O dinheiro destinado a doutora Rosely era entregue em três endereços, segundo Aquino. "No quarto andar da prefeitura, na residência dela no condomínio perto do shopping, ou na Ferreira Leitão, sede da transportadora dela. Ela gostava de receber tudo de uma vez", disse. Pouco antes de deixar a pasta, Aquino começou a andar com seguranças.
O caso
Em setembro de 2010, o Gaeco anunciava que estava investigando, além da autarquia em Campinas, empresas ligadas a outras dez prefeituras do Estado de São Paulo, Minas Gerais e Tocatins-MT que apresentavam indicios de fraudes em contratos publicos. Segundo o Gaeco o prejuízo era de R$ 615 milhões.
Em 20 de maio deste ano, a Justiça expediu 20 mandados de prisão temporária para os envolvidos no esquema. Os pedidos eram resultado da delação premiada de Aquino, que apontou quais seriam os contratos irregulares e listou sete empresas integrantes de corrupção e lavagem de dinheiro na administração do prefeito de Campinas, Hélio de Oliveira Santos (PDT). Segundo o MP, eram desviados de 5% a 7% do valor total das licitações.

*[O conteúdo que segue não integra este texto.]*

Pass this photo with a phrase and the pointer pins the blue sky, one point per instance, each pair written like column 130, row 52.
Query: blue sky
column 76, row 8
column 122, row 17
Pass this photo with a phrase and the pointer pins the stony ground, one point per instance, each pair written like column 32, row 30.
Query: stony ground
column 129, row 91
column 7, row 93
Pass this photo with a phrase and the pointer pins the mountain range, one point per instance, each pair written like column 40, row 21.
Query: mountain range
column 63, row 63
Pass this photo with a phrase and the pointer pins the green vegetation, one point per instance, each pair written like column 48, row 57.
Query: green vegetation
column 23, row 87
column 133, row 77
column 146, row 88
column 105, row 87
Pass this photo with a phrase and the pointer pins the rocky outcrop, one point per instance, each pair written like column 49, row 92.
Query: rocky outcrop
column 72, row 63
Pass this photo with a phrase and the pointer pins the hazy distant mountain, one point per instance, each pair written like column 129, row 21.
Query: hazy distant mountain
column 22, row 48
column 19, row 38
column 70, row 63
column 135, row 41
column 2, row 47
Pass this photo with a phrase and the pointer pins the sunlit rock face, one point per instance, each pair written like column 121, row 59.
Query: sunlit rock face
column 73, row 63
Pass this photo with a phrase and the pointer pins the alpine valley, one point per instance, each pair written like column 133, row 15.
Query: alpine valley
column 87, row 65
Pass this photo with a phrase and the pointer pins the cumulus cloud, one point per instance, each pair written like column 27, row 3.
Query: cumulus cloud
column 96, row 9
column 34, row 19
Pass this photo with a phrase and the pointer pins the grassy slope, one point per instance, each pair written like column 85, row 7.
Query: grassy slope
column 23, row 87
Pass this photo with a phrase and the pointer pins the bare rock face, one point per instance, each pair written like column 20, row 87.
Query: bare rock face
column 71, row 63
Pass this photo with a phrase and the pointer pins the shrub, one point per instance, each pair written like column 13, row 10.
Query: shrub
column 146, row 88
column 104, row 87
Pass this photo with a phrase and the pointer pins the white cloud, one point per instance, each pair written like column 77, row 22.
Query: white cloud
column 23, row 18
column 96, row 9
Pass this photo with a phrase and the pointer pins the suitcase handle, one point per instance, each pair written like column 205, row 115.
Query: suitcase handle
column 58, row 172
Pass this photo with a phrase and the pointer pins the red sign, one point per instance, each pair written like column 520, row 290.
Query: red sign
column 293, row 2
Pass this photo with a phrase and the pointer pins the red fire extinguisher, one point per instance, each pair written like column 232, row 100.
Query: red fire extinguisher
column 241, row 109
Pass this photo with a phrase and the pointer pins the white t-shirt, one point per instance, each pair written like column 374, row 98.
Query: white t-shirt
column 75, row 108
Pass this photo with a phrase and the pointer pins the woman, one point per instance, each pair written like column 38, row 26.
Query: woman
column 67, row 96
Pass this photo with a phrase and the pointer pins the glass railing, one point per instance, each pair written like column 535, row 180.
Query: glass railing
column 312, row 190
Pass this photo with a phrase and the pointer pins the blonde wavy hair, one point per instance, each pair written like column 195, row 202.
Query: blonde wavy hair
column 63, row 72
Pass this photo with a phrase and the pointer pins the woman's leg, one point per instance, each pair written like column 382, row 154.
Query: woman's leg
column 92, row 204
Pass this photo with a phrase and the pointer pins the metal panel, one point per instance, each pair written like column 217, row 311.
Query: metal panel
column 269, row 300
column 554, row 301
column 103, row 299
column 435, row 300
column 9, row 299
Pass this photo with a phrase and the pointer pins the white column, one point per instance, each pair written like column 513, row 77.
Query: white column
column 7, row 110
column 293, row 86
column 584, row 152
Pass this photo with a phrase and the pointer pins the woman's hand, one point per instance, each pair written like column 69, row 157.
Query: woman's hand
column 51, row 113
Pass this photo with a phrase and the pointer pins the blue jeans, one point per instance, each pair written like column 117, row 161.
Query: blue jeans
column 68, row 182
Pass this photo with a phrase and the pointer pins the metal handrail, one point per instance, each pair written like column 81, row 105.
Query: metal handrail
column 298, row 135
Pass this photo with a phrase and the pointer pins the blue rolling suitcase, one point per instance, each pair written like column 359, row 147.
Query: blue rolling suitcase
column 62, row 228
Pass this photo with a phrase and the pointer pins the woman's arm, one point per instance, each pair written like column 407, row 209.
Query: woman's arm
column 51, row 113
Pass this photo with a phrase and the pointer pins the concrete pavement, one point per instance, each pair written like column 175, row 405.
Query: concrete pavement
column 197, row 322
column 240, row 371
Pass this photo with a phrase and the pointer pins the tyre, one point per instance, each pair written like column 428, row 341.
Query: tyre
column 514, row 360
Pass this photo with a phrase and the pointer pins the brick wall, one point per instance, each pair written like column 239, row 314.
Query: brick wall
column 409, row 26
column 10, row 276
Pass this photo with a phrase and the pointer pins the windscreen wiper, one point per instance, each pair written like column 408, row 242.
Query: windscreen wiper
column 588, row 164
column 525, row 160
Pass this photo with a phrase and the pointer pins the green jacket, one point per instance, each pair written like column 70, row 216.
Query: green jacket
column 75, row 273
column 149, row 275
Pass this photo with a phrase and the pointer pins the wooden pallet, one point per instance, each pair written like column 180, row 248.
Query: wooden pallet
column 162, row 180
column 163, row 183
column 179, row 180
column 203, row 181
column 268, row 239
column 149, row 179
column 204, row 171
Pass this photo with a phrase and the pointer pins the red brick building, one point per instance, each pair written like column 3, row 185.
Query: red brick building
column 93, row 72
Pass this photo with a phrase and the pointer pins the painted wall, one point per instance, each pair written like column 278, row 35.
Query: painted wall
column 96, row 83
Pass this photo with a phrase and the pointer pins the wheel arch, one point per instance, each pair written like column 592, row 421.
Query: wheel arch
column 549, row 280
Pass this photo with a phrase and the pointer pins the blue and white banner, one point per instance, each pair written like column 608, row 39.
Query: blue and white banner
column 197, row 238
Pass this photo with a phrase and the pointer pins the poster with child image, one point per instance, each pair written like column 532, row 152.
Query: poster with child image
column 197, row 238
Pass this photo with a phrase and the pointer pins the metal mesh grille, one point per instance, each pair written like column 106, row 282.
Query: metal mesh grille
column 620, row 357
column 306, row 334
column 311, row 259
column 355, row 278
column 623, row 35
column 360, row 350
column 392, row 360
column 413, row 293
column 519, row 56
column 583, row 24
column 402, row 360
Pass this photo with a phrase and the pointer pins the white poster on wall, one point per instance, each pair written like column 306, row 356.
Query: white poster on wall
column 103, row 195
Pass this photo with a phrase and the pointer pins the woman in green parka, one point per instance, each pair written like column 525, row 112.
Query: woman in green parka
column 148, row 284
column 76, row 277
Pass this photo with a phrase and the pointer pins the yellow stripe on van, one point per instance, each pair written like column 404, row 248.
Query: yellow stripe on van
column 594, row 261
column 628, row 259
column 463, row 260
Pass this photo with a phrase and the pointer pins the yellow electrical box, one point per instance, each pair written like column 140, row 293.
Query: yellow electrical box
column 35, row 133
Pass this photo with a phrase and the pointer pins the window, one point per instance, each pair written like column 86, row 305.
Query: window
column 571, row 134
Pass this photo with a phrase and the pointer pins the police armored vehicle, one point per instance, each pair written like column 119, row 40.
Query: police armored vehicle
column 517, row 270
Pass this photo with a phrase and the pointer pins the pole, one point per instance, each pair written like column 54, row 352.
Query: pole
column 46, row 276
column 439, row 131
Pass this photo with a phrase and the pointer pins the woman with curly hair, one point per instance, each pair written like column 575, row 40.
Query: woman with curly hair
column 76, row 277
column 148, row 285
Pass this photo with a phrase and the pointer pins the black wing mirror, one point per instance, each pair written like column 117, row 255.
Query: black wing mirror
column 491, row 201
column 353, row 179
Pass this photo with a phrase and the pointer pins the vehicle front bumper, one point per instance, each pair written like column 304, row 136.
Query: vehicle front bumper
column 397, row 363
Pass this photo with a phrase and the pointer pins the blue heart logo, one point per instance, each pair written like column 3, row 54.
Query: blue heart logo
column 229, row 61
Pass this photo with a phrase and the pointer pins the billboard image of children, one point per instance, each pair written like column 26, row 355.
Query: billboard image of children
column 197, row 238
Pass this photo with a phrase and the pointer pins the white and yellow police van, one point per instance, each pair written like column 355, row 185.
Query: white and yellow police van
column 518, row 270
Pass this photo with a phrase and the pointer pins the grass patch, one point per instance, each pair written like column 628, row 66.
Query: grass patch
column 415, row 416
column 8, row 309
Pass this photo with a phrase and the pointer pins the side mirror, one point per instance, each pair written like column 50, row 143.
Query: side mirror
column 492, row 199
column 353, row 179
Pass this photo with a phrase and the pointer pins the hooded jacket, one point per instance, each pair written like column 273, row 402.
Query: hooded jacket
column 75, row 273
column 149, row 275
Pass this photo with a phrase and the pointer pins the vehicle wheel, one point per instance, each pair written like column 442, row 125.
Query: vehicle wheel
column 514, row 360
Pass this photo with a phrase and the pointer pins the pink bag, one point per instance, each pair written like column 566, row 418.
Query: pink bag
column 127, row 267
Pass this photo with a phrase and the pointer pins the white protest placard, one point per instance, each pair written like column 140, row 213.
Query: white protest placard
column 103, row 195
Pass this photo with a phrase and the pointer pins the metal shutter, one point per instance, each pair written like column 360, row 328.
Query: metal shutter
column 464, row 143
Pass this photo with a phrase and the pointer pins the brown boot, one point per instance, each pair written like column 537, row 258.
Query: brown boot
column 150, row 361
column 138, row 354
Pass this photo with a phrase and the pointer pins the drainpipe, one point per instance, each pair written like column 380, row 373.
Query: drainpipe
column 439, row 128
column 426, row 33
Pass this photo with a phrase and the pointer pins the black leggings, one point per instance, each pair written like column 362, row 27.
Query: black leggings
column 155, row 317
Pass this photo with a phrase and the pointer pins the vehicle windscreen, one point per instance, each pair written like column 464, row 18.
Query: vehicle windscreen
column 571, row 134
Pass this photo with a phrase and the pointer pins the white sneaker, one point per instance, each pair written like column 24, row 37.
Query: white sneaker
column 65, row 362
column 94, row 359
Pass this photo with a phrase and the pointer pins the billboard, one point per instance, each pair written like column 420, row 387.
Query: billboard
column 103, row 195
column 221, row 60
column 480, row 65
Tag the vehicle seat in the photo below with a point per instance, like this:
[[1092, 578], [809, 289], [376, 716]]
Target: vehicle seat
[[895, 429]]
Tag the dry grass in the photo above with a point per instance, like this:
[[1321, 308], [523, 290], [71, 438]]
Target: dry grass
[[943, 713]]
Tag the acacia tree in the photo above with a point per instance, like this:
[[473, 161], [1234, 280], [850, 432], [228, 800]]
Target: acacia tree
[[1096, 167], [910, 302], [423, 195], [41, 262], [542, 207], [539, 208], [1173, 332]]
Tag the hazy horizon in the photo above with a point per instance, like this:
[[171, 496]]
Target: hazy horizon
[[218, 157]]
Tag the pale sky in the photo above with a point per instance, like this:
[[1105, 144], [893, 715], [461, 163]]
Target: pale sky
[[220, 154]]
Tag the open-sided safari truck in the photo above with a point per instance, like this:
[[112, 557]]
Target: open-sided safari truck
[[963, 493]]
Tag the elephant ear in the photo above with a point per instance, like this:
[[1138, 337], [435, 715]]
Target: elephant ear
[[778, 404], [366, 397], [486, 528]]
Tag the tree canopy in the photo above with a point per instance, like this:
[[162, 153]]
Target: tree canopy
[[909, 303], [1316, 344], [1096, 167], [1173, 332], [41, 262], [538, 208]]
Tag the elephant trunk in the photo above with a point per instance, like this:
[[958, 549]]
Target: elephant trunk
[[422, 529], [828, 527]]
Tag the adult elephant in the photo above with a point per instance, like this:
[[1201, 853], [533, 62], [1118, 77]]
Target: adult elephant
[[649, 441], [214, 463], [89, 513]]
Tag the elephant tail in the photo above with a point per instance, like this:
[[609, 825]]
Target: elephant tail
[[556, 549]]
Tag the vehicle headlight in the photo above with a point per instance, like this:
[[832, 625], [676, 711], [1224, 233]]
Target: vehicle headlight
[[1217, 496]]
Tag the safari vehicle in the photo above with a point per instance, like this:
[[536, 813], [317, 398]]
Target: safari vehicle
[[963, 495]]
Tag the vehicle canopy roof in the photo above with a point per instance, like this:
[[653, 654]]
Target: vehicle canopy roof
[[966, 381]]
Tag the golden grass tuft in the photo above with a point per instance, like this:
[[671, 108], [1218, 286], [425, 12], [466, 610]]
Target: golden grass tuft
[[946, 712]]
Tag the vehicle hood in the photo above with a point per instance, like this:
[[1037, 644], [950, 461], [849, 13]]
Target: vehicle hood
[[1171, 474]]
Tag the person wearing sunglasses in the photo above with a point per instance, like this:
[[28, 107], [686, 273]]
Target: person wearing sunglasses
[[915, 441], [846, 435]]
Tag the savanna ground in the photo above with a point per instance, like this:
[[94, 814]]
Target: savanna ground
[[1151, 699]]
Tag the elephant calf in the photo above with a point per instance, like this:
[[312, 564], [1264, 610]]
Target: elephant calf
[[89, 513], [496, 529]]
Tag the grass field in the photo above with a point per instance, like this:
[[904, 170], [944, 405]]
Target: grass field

Entre os acusados investigados pelo MP estão a primeira-dama e ex-secretária chefe de Gabinete, Rosely Nassim Jorge Santos e o vice-prefeito, Demétrio Vilagra (PT), além de ex-secretarios e donos de empresas prestadoras de serviços de limpeza e vigilância.
As prisões e acusações culminaram em uma forte crise na administração municipal. No início de junho, a primeira-dama pediu exoneração do cargo. No dia 15 de junho, a Câmara de Vereadores chegou a votar o afastamento do prefeito Hélio de Oliveira, mas os 16 votos a favor não alcançaram os dois terços necessários.
Todos os mencionados por Aquino foram presos preventivamente e depois soltos por habeas-corpus ou revogação de prisão. A primeira-dama Rosely teve a prisão decretada, mas não chegou a ser presa por estar em local ignorado e se beneficiou por um habeas-corpus.
Os suspeitos negam as acusações de fraude. Em maio, o prefeito Helio de Oliveira Santos (PDT) negou que soubesse de irregularidades em seu governo. "Não tinha conhecimento da denúncia. Se tivesse, teria mandado fazer auditoria e sindicância", disse. Para ele, há uso político das denúncias. O Terra tentou entrar em contato com o PT de Campinas para comentar o depoimento de Aquino, mas não obteve retorno.